Dark Reading reports a ransomware campaign that leans on impersonating Interpol to pressure small businesses, using straightforward social engineering rather than sophisticated tooling. By dressing up their demands as communications from the international police organization, the attackers try to intimidate owners and staff who may lack dedicated security teams into believing they are in legal trouble and paying up. The campaign spans several regions, including the United States, Europe, and the Middle East. It is a reminder that authority-themed impersonation remains effective against smaller organizations, where a convincing-looking notice can short-circuit normal caution and verification.
Push Security reports that attackers are creating OpenAI organizations that impersonate legitimate companies and inviting employees, including at cybersecurity firms, to join them, aiming to trick people into entering sensitive company information into chats and projects under attacker control. The danger is that the invitations come from OpenAI's own infrastructure, so they are genuine messages and slip past email security controls that would catch ordinary phishing.
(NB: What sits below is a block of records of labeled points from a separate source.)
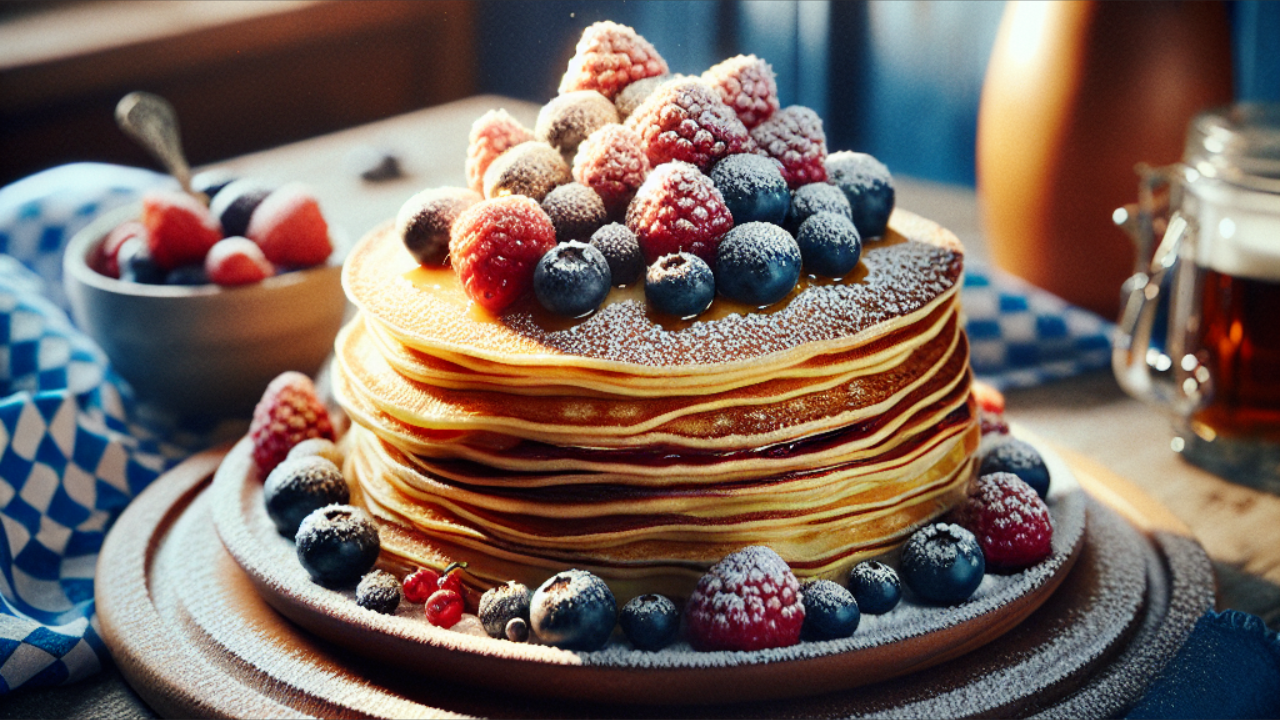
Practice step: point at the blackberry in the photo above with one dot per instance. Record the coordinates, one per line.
(753, 188)
(830, 245)
(830, 611)
(572, 279)
(234, 204)
(757, 264)
(1020, 459)
(574, 610)
(650, 621)
(576, 212)
(621, 250)
(298, 486)
(876, 587)
(680, 285)
(379, 591)
(501, 605)
(868, 186)
(337, 545)
(942, 564)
It is a reminder that trusted SaaS platforms can be turned into phishing channels through their normal invitation features, where the message itself is legitimate even though the inviting organization is fraudulent. Verification of unexpected invites is the key defense.
Socket reported 73 newly identified malicious extensions on Open VSX, the marketplace used by VS Code, Cursor, and Windsurf editors. The extensions impersonate popular developer tools - same name, same icon, but published by newly-created GitHub accounts with empty repositories. Instead of being malicious from day one, they sit harmlessly for weeks gathering downloads and trust, then push a 'normal' update that silently installs malware. Six of the 73 extensions have already activated; the rest are still in the sleeper phase. The campaign is part of GlassWorm, an ongoing supply-chain attack family that has been working its way through npm, GitHub, and editor extension marketplaces since 2025.